Antitrust: sanzioni da 5 milioni di euro a UnipolSai e Generali

Generali annuncia: "Riteniamo infondati gli addebiti. Intendiamo impugnare il procedimento". 

Palazzo delle Assicurazioni Generali a Milano - Foto di Ansa Foto
Palazzo delle Assicurazioni Generali a Milano – Foto di Ansa Foto

L’Antitrust ha sanzionato UnipolSai Assicurazioni e Generali Italia per aver adottato, nella fase di liquidazione dei danni RC Auto, una pratica commerciale scorretta in violazione del Codice del Consumo.

A dare la notizia, la stessa Agcom, sottolineando di aver irrogato a ciascuna “in considerazione della gravità e delle durata della pratica”, una sanzione di 5 milioni di euro, “il massimo edittale consentito”. 

“Condotte ingannevoli e aggressive”

Le società avrebbero “reso difficoltoso per i clienti l’accesso al fascicolo del sinistro e hanno omesso informazioni rilevanti sull’ammontare del rimborso o sul suo rifiuto”. L‘Antitrust parla di “condotte ingannevoli e aggressive”. 

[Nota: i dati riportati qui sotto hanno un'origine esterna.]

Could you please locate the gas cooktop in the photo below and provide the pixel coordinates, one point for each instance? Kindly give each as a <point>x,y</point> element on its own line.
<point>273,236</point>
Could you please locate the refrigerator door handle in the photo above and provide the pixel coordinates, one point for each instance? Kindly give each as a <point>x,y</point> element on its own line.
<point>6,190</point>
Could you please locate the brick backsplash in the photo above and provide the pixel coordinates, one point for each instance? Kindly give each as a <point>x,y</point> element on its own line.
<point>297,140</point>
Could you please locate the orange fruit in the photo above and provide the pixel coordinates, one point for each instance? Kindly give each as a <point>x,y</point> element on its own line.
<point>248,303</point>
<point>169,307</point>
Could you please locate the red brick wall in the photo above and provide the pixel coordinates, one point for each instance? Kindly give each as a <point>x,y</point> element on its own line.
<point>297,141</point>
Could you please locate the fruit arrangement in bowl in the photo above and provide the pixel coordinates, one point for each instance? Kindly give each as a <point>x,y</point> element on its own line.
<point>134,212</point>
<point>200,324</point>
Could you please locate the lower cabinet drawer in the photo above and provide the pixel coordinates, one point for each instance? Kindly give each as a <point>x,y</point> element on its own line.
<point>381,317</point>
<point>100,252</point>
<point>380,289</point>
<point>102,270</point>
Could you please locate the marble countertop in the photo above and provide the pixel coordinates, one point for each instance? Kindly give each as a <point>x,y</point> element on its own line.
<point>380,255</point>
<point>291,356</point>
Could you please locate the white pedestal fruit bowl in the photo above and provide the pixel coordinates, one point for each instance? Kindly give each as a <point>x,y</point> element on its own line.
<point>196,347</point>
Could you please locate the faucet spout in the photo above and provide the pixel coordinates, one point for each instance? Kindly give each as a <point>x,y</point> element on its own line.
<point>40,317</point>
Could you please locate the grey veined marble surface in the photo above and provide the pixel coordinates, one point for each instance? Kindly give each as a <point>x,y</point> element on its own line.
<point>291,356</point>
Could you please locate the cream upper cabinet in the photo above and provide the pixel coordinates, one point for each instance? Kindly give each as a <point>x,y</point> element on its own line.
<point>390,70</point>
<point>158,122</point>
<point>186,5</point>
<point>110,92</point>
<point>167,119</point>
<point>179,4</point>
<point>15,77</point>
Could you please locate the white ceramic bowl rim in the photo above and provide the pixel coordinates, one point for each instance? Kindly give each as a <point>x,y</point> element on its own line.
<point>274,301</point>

Secondo l’Antitrust, le due società avrebbero avuto “comportamenti dilatori, ostruzionistici e/o di ingiustificato rifiuto, in relazione all’esercizio del diritto del danneggiato di accesso al fascicolo del sinistro”. UnipolSai e Generali avrebbero risposto in ritardo, rispetto ai termini della normativa di settore, a numero se istanze di accesso agli atti.

Il caso Generali

Nel caso di Generali, il riscontro e/o il rigetto tardivo delle istanze di accesso avrebbe riguardato anche quelle formulate prima della presentazione da parte delle società di un’offerta risarcitoria o del suo rifiuto, quando il diritto all’accesso non è ancora sorto in capo al danneggiato, sottolinea ancora l’Autorità. La compagnia non avrebbe, in questi casi, “comunicato l’irricevibilità dell’istanza, né ha effettuato l’accesso una volta che l’iter di valutazione del sinistro si è concluso”. 

Il caso UnipolSal

UnipolSal invece, in alcuni casi avrebbe dato riscontro alla richiesta di accesso mettendo a disposizione la documentazione presso il proprio centro di liquidazione, invece di inviarla al richiedente. Quando si trattava di decidere l’ammontare del rimborso inoltre, secondo l’Antitrust, le società “non fornivano informazioni rilevanti relative alla sua determinazione o alle motivazioni di rifiuto di risarcimento”. 

La replica di Generali: “Impugneremo il procedimento”

Arriva la replica: “Generali Italia garantisce sempre la più ampia cura e tutela di clienti e terzi danneggiati, anche promuovendo importanti e incisive azioni antifrode, prestando massima attenzione al rispetto delle norme in ogni fase del processo di liquidazione dei sinistri”, afferma Generali in seguito alla multa. “Riteniamo infondati gli addebiti che ci vengono imputati dall’Autorità Garante della Concorrenza e del Mercato “per asserite pratiche commerciali scorrette relative alla liquidazione dei sinistri RCA”. Per questo motivo intendiamo impugnare il procedimento”.